Mutations of LBR have been related to two rare disease: Greenberg dysplasia and Pelger–Huet anomaly; the former is a lethal disease characterized by skeletal dysplasia, fetal hydrops, short limbs and abnormal chondro-osseous calcification [80], the latter is an autosomal dominant pathology, characterized by altered shape of nuclei in neutrophil and eosinophil granulocytes [81, 82], which is asymptomatic in the heterozygous state and causes variable degrees of epilepsy, developmental delay and skeletal abnormalities in homozygotes [82].

Conclusions and perspectives

Growing amount of evidence shows that B-type lamins play an important role in laminopathies and cancer. Besides the clear involvement of B-type lamins in CNS diseases and the fact that LMNA-linked disorders do not affect brain functionality, several aspects of lamin B-related pathophysiology highlight the specificity of B-type lamins in cellular and organism homeostasis with respect to A-type lamins. The pathogenesis of ADLD, the main lamin B-linked disease, has been so far linked to increased ROS levels and altered lipid metabolism leading to demyelination [83]. The association of lamin B2 with APL further supports a role for B-type lamins in lipid and adipose tissue metabolism.
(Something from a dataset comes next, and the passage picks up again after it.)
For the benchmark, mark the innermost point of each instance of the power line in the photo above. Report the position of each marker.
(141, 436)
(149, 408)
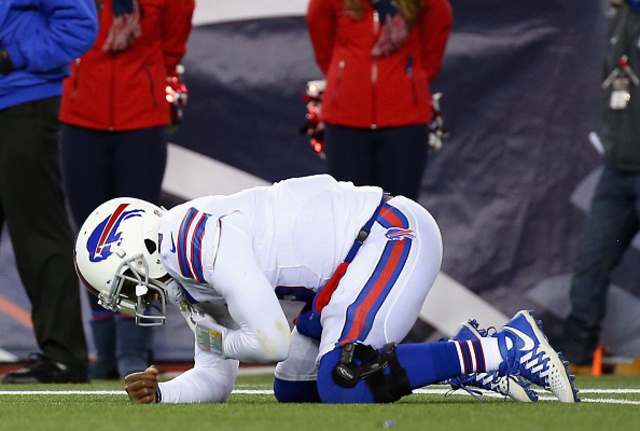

Yet, the molecular mechanisms can be recapitulated into a few pathways involving chromatin anchorage at specific sites (lamina-associated domains, LADs), a group of repressed sequences that could be reactivated in the presence of altered lamin B levels. Elevated ROS levels caused by increased lamin B1-Oct-1 interaction and altered nuclear dynamics has been also suggested as a pathogenetic pathway for ADLD and ADLD pathogenesis has been further linked to the onset of aberrant splicing events elicited by elevated lamin B1 levels [27, 51].

A clear input for further research that could also open therapeutic perspectives is the well corroborated evidence that lamin B amount is a determinant of protein functionality. In fact, while increased lamin B1 levels are linked to ADLD, reduced lamin B1 amount is associated with ageing processes. On the other hand, depending on the trigger, cellular senescence can be also linked to increased lamin B1 amount [30], a condition recently linked to sequestering of the DNA damage repair factor 53BP1 and altered DNA damage response [84].

Even in cancer cells, levels of B-type lamins are altered and a relationship between cancer aggressiveness and lamin amount can be established in a tumour-specific way. These observations imply that drugs affecting lamin B1 post-translational processing, including isoprenylcysteinecarboxyl methyltransferase (ICMT) or RCE1 inhibitors could be explored for their effect on lamin B stability in view of therapeutic approaches [85-87].